Faith in institutions is at an all time low.

Gallup polls Americans annually on different institutions and reading through the results is saddening. The percentage expressing confidence in Congress is 13% compared to 42% in the early 1970s but it’s not just politicans. Banks, police, the Supreme Court, newspapers, religion, public schools are all deeply unpopular. Surveys in the UK show a similar phenomenon.

One of the institutions that still has some respect is central banking. The Fed and others have worked hard for reputations as independent, professional and trustworthy. In turn, the public and politicians are looking to central banks for answers and to stimulate economies that need political leadership, not reckless monetary policy.

The problem is that central bankers are happy to oblige. Instead of pressing governments to fix the issues themselves, the Draghi’s, Carney’s and Bernanke’s of the world have been printing and launching experimental programs.

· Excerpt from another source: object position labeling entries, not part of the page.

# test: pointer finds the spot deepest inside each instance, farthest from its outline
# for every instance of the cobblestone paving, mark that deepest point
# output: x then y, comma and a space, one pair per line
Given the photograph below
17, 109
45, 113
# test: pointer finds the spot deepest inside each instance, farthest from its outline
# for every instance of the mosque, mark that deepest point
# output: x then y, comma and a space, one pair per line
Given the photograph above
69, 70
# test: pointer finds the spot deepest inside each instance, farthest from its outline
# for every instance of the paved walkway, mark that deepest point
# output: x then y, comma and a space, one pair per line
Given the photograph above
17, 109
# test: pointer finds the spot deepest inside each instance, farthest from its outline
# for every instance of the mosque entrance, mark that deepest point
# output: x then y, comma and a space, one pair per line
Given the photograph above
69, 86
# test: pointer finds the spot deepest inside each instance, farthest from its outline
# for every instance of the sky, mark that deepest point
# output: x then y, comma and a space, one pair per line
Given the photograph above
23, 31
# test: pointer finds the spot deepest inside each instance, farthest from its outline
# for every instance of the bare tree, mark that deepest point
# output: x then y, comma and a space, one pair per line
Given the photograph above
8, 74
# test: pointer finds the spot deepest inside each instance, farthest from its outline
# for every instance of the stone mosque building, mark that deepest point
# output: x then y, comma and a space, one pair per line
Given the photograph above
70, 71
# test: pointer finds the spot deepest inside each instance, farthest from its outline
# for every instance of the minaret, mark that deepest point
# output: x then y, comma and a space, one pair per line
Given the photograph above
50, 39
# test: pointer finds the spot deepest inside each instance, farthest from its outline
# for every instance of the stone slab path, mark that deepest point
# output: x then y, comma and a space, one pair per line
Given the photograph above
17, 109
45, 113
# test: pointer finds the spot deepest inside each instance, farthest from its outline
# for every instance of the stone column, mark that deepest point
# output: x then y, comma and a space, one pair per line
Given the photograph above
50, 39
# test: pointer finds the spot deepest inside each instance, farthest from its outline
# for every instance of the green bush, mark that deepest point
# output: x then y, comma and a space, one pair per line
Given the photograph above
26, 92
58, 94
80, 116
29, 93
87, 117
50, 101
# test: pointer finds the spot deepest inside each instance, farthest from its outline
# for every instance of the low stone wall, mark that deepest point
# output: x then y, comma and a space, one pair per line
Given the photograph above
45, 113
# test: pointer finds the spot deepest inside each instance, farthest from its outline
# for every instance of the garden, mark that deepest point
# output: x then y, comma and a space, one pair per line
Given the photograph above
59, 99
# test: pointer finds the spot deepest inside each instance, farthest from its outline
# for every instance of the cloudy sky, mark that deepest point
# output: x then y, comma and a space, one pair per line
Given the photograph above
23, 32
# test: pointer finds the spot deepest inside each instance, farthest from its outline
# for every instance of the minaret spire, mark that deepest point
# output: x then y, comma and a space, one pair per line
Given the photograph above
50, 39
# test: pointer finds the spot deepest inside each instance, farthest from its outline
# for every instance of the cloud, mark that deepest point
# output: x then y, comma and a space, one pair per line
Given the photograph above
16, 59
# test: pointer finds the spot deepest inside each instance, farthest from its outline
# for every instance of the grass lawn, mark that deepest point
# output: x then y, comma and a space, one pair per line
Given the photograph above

Instead of monitoring inflation, a simple mandate that central banks have had some success with over the past few decades, they’re being asked to monitor banks, housing, markets and the entire financial system. They being asked to look for bubbles. Some are being asked to manage reserves with central banks now investing in risky assets like stocks.

This is a grave error.

Sure, they might have a bit more success than politicians but very few central bankers and zero central banking institutions saw the crisis coming. Most of them still didn’t anticipate a recession in the days before Lehman collapsed.

Mark Carney

“The course of the U.S. economy and the ongoing turbulence in global financial markets – have evolved broadly in line with the Bank’s expectations,” Carney’s BOC wrote days before Lehman’s collapse.

This bubble is in central bank power. One day there will be another crisis that central banks didn’t see and can’t control. When it goes bad they’ll be blamed and chastised by the same politicians who empowered them and then another institution will begin to collapse.